The highlight is AI-enhanced capture that transforms disparate information into structured events. If a coach sends an email with practice dates in PDF format, the system reads it and populates the calendar. If a school flyer comes home in a backpack, popping a photo on the Skylight app makes those dates into color-coded entries. The result is a single source of truth that captures the rhythms and lulls of the family’s actual week, not just what happened to wind up in someone’s phone.
Color-coded profiles help you glance and go, while shared reminders and notifications allow everyone to participate in pickups, appointments, events, and carpools. In practical terms, it means one kitchen board takes the place of a patchwork of fridge notes, text threads, and calendar invites that never quite reach everyone.

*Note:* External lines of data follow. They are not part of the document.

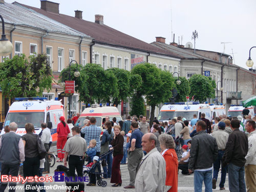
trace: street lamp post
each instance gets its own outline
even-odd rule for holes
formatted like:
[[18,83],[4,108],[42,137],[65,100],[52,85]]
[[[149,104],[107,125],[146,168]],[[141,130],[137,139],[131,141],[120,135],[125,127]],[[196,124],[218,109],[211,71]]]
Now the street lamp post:
[[173,73],[173,77],[174,77],[174,74],[175,73],[177,73],[178,74],[178,80],[176,81],[176,83],[177,83],[177,84],[179,85],[179,84],[180,84],[180,83],[181,83],[181,81],[180,80],[180,75],[179,74],[179,73],[178,73],[178,72],[174,72],[174,73]]
[[[219,83],[219,82],[221,82],[221,81],[217,81],[217,104],[218,104],[218,83]],[[223,88],[221,88],[220,89],[220,91],[222,91],[223,90]]]
[[0,39],[0,55],[6,56],[12,52],[12,44],[6,38],[5,35],[5,22],[1,15],[0,15],[0,18],[2,20],[3,33]]
[[256,48],[256,47],[252,47],[251,49],[250,49],[250,51],[249,51],[249,58],[246,61],[246,65],[249,68],[251,67],[252,68],[252,66],[253,66],[253,61],[252,61],[252,60],[251,59],[251,49],[255,48]]
[[[71,73],[71,63],[73,62],[73,61],[75,61],[76,63],[76,71],[74,73],[74,76],[76,77],[78,77],[80,76],[80,73],[77,70],[78,69],[78,64],[77,63],[77,62],[76,62],[76,60],[72,60],[69,63],[69,80],[70,80],[70,74]],[[71,96],[69,97],[69,116],[70,118],[70,97]]]

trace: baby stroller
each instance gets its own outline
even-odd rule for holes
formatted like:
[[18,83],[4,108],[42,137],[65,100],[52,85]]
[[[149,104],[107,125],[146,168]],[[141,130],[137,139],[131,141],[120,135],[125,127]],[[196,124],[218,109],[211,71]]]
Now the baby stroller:
[[103,174],[103,173],[99,173],[98,167],[99,166],[100,166],[100,165],[102,163],[102,161],[103,161],[103,160],[104,160],[103,158],[105,156],[106,156],[112,153],[113,153],[113,150],[109,151],[108,152],[103,153],[103,154],[100,155],[99,157],[99,158],[98,161],[95,164],[94,164],[92,166],[92,167],[89,167],[86,166],[83,166],[83,176],[87,176],[88,175],[92,175],[92,174],[95,174],[95,176],[97,175],[99,175],[100,176],[99,179],[98,180],[97,184],[99,186],[101,186],[102,187],[105,187],[107,185],[106,181],[102,181],[101,176],[102,174]]

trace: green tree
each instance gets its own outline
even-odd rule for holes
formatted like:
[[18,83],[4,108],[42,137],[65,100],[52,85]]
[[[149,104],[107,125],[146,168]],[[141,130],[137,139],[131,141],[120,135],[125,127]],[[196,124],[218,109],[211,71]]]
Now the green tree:
[[172,96],[172,90],[174,85],[174,79],[172,74],[163,71],[154,65],[146,63],[138,65],[134,67],[132,74],[138,74],[141,77],[142,86],[138,89],[137,97],[144,95],[147,103],[151,106],[150,124],[154,118],[156,106],[167,101]]
[[131,73],[129,71],[119,68],[108,69],[106,70],[106,72],[108,71],[112,72],[117,80],[117,93],[113,95],[114,97],[111,98],[113,103],[117,107],[122,100],[127,101],[127,98],[132,93],[130,91]]
[[45,54],[24,54],[0,63],[0,87],[5,96],[36,97],[52,88],[52,70]]
[[[104,71],[100,65],[87,63],[84,67],[78,65],[80,76],[75,77],[74,72],[76,64],[71,66],[71,80],[75,80],[75,90],[80,94],[80,100],[86,103],[110,102],[110,98],[118,94],[117,80],[111,71]],[[69,80],[69,66],[60,74],[60,81]]]
[[177,84],[176,81],[178,80],[178,77],[174,77],[174,79],[175,88],[177,90],[178,93],[178,95],[176,97],[176,101],[186,101],[186,97],[189,95],[190,91],[188,80],[186,77],[180,77],[179,79],[181,81],[181,83]]
[[210,77],[195,74],[189,78],[188,81],[190,87],[190,98],[194,96],[195,100],[202,103],[208,98],[215,97],[216,84]]

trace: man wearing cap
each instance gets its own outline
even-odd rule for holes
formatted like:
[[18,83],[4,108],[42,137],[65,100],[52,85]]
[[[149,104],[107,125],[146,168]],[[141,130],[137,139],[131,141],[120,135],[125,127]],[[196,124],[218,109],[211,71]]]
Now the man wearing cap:
[[248,136],[248,151],[245,159],[245,182],[247,191],[256,191],[256,130],[255,121],[248,120],[245,126]]
[[[69,167],[71,176],[75,176],[75,169],[78,177],[82,177],[82,166],[83,164],[83,157],[87,150],[86,141],[80,136],[80,128],[74,126],[72,129],[73,137],[69,138],[64,146],[66,151],[64,156],[64,165],[67,166],[67,158],[69,157]],[[80,182],[78,191],[84,190],[83,182]],[[73,191],[74,190],[71,190]]]
[[[212,132],[211,135],[216,139],[218,145],[218,158],[214,163],[214,176],[212,179],[212,188],[216,188],[216,182],[217,181],[218,174],[220,169],[221,159],[225,153],[225,148],[227,143],[229,135],[224,131],[226,124],[224,122],[220,121],[218,123],[218,130]],[[220,183],[220,190],[225,190],[224,187],[226,180],[226,175],[227,174],[227,166],[224,166],[221,163],[221,177]]]
[[135,177],[143,155],[141,145],[141,139],[143,134],[139,129],[139,125],[137,121],[133,121],[131,127],[133,133],[131,136],[129,143],[127,164],[130,175],[130,184],[124,186],[124,188],[135,188]]

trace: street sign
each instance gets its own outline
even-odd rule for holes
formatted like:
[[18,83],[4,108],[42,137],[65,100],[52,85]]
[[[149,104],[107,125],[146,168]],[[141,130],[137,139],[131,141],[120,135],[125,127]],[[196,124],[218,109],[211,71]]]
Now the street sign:
[[210,76],[210,71],[204,71],[204,76],[209,77]]
[[65,81],[65,93],[75,93],[75,81]]
[[59,97],[69,97],[74,95],[74,93],[67,93],[65,91],[59,94]]

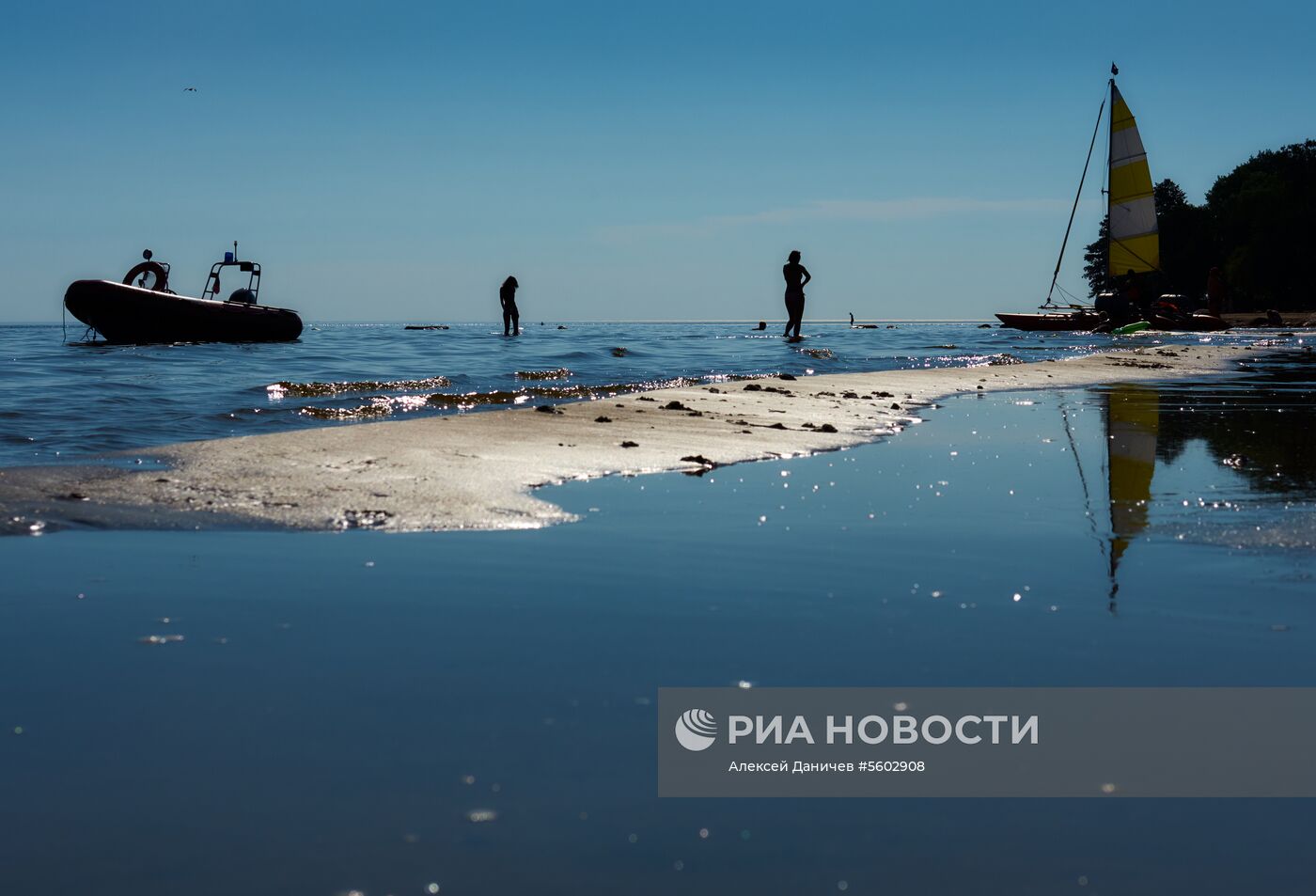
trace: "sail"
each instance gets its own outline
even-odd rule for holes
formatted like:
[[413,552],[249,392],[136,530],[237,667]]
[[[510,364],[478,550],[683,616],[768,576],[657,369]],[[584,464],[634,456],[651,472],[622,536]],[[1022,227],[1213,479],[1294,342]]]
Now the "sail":
[[1161,237],[1152,197],[1152,170],[1138,124],[1111,80],[1111,276],[1161,267]]

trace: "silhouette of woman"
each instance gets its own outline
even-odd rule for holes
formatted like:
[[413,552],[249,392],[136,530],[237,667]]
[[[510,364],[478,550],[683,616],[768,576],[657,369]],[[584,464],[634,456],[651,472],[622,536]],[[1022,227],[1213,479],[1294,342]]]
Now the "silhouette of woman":
[[516,288],[521,286],[515,276],[503,280],[497,291],[499,304],[503,305],[503,336],[521,333],[521,312],[516,309]]
[[791,330],[795,330],[794,338],[800,338],[800,321],[804,318],[804,284],[813,279],[813,276],[800,264],[800,250],[796,249],[791,253],[790,261],[782,266],[782,276],[786,278],[786,313],[788,320],[786,321],[786,333],[782,336],[791,336]]

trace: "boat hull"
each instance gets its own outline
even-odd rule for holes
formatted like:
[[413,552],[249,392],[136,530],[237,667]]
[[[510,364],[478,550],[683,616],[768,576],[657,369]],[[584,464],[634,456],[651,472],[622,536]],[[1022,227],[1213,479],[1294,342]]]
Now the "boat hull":
[[1069,330],[1090,330],[1101,322],[1096,312],[1062,311],[1044,314],[996,314],[1001,326],[1016,330],[1040,330],[1063,333]]
[[1152,326],[1178,333],[1219,333],[1229,329],[1228,322],[1212,314],[1178,314],[1174,317],[1153,314]]
[[176,296],[113,280],[75,280],[64,308],[108,342],[291,342],[301,318],[287,308]]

Beyond events: meal planning, grocery lists, and to-dos
Skylight is growing out from appointments into the bigger daily chores that consume hours: meal planning, grocery lists, and to-dos. Parents can plot out a week of dinners, or dig in deeper by adding recipes to the calendar that will then prompt shopping lists. And for those who’d rather the system deliver the ingredients, it can push them to Instacart to reduce the friction at checkout.
Another AI trick has to do with solving the perennial “What’s for dinner?” scramble. Take a picture of the fridge or pantry and receive recipe suggestions based on what is already available. It will not replace your dedicated cooking app, but it can salvage a weeknight when time is short and inspiration is low.

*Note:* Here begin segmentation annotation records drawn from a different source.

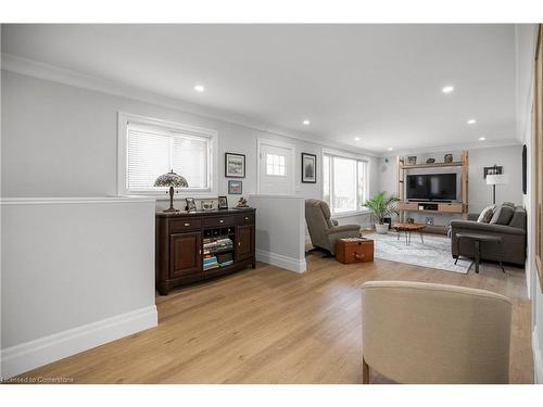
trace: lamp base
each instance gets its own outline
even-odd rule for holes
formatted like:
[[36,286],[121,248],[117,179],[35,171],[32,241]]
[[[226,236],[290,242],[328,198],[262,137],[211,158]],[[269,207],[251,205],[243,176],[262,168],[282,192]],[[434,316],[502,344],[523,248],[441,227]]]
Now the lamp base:
[[180,209],[176,209],[175,207],[168,207],[167,209],[164,209],[162,212],[181,212]]

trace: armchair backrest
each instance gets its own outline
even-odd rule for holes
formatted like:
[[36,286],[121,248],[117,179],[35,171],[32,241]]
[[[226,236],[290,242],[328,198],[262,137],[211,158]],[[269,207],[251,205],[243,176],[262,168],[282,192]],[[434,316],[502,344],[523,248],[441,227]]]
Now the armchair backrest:
[[462,287],[362,287],[363,354],[400,383],[508,383],[512,302]]
[[305,221],[314,245],[328,245],[326,231],[333,226],[330,220],[330,206],[320,200],[305,200]]

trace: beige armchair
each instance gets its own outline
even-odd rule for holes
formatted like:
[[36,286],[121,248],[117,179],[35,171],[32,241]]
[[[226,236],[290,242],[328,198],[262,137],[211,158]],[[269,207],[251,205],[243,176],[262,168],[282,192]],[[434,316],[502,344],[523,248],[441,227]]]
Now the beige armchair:
[[362,287],[363,382],[508,383],[512,302],[489,291],[403,281]]
[[314,247],[336,255],[336,242],[343,238],[358,238],[359,225],[341,225],[330,219],[330,207],[325,201],[305,201],[305,221],[310,230],[311,243]]

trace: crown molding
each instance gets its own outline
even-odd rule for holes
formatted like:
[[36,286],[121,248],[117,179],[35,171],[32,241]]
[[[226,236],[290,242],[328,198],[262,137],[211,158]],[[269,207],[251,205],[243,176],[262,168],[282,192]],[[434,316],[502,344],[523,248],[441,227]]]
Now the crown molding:
[[73,86],[76,88],[83,88],[127,99],[138,100],[140,102],[151,103],[185,113],[190,113],[205,118],[243,126],[253,130],[266,131],[276,136],[287,137],[289,139],[306,141],[313,144],[331,147],[351,152],[354,151],[356,153],[374,157],[379,156],[379,153],[375,151],[365,150],[327,139],[320,139],[316,135],[312,133],[295,133],[279,126],[238,115],[231,112],[202,106],[195,103],[182,101],[177,98],[155,93],[130,85],[125,85],[119,81],[113,81],[98,78],[91,75],[80,74],[75,71],[28,60],[7,52],[2,52],[1,69],[20,75],[30,76],[38,79],[54,81],[62,85]]
[[450,153],[458,152],[463,150],[478,150],[478,149],[492,149],[497,147],[519,147],[521,142],[517,139],[512,140],[498,140],[498,141],[485,141],[485,142],[473,142],[466,144],[449,144],[442,147],[431,147],[426,149],[413,149],[413,150],[401,150],[397,152],[382,153],[381,157],[390,157],[396,155],[409,155],[409,154],[421,154],[421,153]]

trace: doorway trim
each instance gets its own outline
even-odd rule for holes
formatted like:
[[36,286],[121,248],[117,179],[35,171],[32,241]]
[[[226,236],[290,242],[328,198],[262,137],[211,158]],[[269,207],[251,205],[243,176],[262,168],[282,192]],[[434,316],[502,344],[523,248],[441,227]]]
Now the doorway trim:
[[294,195],[295,193],[295,152],[296,152],[296,147],[294,144],[285,142],[285,141],[278,141],[278,140],[269,140],[269,139],[263,139],[258,138],[256,140],[256,193],[261,193],[261,161],[262,161],[262,147],[263,145],[272,145],[272,147],[278,147],[281,149],[288,149],[290,150],[290,167],[292,168],[291,170],[291,179],[290,179],[290,193],[289,195]]

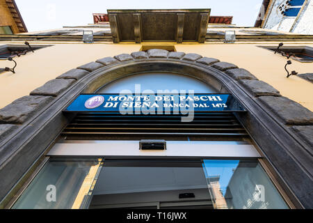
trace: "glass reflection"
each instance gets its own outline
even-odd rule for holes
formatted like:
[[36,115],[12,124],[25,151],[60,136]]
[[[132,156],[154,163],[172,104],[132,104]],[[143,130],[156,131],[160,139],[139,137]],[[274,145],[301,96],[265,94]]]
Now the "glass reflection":
[[214,208],[288,208],[256,161],[205,160],[203,167]]

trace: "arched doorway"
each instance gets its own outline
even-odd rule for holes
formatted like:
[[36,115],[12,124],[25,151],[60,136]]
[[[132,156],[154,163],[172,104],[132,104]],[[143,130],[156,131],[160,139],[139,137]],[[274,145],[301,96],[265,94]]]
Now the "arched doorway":
[[[204,72],[201,66],[192,64],[187,69],[173,61],[150,63],[142,63],[141,67],[138,63],[121,65],[115,69],[108,68],[106,72],[95,72],[88,77],[89,81],[85,80],[87,84],[79,91],[112,93],[125,89],[131,91],[136,83],[143,85],[143,91],[153,88],[206,91],[201,93],[234,90],[225,87],[223,78],[214,76],[218,72]],[[137,72],[134,72],[135,66]],[[164,71],[175,70],[176,73],[138,74],[141,68],[141,71],[159,72],[162,68]],[[188,76],[179,75],[179,72]],[[171,83],[177,79],[182,80],[182,84],[173,88]],[[160,89],[164,81],[168,85]],[[77,114],[47,154],[49,160],[13,208],[288,208],[234,114],[201,114],[189,125],[178,123],[175,118]],[[69,130],[75,131],[67,132]],[[103,137],[108,134],[110,137]],[[177,137],[179,134],[183,137]],[[152,139],[153,135],[156,135],[153,139],[165,139],[166,149],[139,150],[138,141]],[[250,186],[241,190],[244,182],[240,180],[244,178],[248,178]],[[264,188],[271,196],[262,197]],[[47,190],[50,197],[47,197]],[[60,190],[61,193],[56,193]],[[255,199],[252,204],[251,199]]]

Built for kids and busy parents with simple shared tools
Calendar 2 is designed to be used by everyone, not just the family’s CTO. Younger kids can mark chores done by tapping pictures instead of reading labels, a small but significant process that lays down routine without needing to be literate. For teenagers, shared lists and reminders have the potential to eliminate many of the “Did you see my text?” bottlenecks that slow down coordination.
Illustratively, when not in use, the device simply stays a display. Rotating family photos fill out the tech’s footprint and help justify placement in high-traffic areas like kitchens or entryways — a must for a product whose practical value relies on it being seen and used by everyone.

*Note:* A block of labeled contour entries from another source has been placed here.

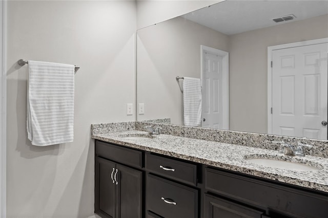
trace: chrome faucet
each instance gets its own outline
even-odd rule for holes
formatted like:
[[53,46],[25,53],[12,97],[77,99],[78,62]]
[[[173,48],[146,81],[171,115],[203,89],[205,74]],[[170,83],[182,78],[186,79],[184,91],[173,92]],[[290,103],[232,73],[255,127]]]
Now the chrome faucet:
[[146,126],[145,128],[150,135],[159,135],[160,130],[162,129],[161,127],[158,126],[153,127],[151,126]]
[[296,149],[296,151],[295,151],[295,155],[298,157],[305,157],[305,154],[304,154],[304,151],[303,150],[303,148],[304,147],[308,147],[309,148],[311,148],[313,147],[313,145],[308,145],[306,144],[303,144],[302,143],[299,142],[298,146],[297,146],[297,149]]
[[298,157],[305,157],[305,154],[304,153],[303,148],[304,147],[308,147],[309,148],[313,147],[313,145],[310,145],[306,144],[303,144],[301,142],[299,142],[297,147],[296,150],[294,149],[294,147],[290,144],[288,144],[284,142],[283,141],[281,142],[278,142],[280,144],[280,147],[279,151],[279,154],[283,154],[285,155],[289,155],[290,156],[298,156]]

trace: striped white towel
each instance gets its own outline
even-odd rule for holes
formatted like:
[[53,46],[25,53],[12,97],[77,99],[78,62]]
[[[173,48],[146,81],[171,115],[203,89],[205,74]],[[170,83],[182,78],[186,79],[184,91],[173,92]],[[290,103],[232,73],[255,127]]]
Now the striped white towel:
[[27,133],[32,144],[73,141],[74,66],[29,61]]
[[184,77],[183,122],[185,125],[197,126],[201,122],[201,88],[200,79]]

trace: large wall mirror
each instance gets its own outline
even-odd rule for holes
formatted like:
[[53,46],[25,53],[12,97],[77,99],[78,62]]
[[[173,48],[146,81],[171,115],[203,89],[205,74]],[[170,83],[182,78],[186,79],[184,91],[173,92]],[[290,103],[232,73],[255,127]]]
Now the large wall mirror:
[[183,125],[192,77],[199,127],[327,139],[328,1],[227,0],[137,35],[138,121]]

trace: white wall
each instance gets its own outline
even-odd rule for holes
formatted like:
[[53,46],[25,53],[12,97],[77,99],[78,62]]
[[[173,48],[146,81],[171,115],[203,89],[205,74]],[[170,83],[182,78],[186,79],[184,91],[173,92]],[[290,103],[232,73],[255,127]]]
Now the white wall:
[[228,51],[228,36],[177,17],[139,30],[137,43],[137,100],[145,103],[138,120],[169,118],[182,124],[182,94],[175,77],[200,78],[200,46]]
[[224,0],[137,0],[137,28],[157,24]]
[[230,124],[238,131],[268,132],[268,47],[328,37],[328,16],[230,37]]
[[[133,121],[134,1],[9,1],[7,217],[85,217],[94,211],[92,123]],[[31,145],[24,58],[79,65],[74,142]]]

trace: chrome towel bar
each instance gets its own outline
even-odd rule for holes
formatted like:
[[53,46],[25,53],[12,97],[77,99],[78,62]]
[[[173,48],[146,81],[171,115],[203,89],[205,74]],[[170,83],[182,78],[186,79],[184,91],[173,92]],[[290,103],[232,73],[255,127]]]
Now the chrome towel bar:
[[[18,63],[19,65],[21,66],[24,66],[24,65],[25,65],[26,64],[28,64],[29,61],[28,60],[25,60],[24,59],[21,59],[20,60],[18,60]],[[77,66],[76,65],[74,65],[74,67],[75,67],[74,71],[75,72],[77,71],[77,70],[80,69],[79,67]]]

Traction to date and how Skylight fits the category context
More than 1.3 million families already use Skylight’s digital calendars, a large number for a startup that has been bootstrapped and profitable since day one, according to the company. That traction is an indicator of demand for shared, ambient tools that live outside the phone. It also separates Skylight from purely software options such as Cozi or FamilyWall, and generic smart displays available on larger platforms that haven’t been tailored to school flyers or sports rosters or family rituals that recur.
The larger trend, however, is unmistakable: the more households add standalone apps to tackle work and school and special interests (like online gaming), the harder they make lives when those standalones start demanding aggregation and visibility. A dedicated household display — especially one that also accepts real-world inputs like messy paper handouts — fills a gap frequently ignored by separate smartphones and standard calendar syncing.
What to watch next as Calendar 2 rolls out to families
But the proof in Calendar 2 will come from execution: how accurately it parses flyers and emails, how well it’s able to resolve conflicts between services, and how impressively it manages lists and meals that you schedule with real-world shopping. Families will also seek clear management controls and data practices as AI capabilities grow.
If Skylight stays the course and focuses on being a simple, dependable command center for your household — and iterates around the little things that chip away at day-to-day friction — Calendar 2 stands an excellent shot of being that default family hub hanging on the wall.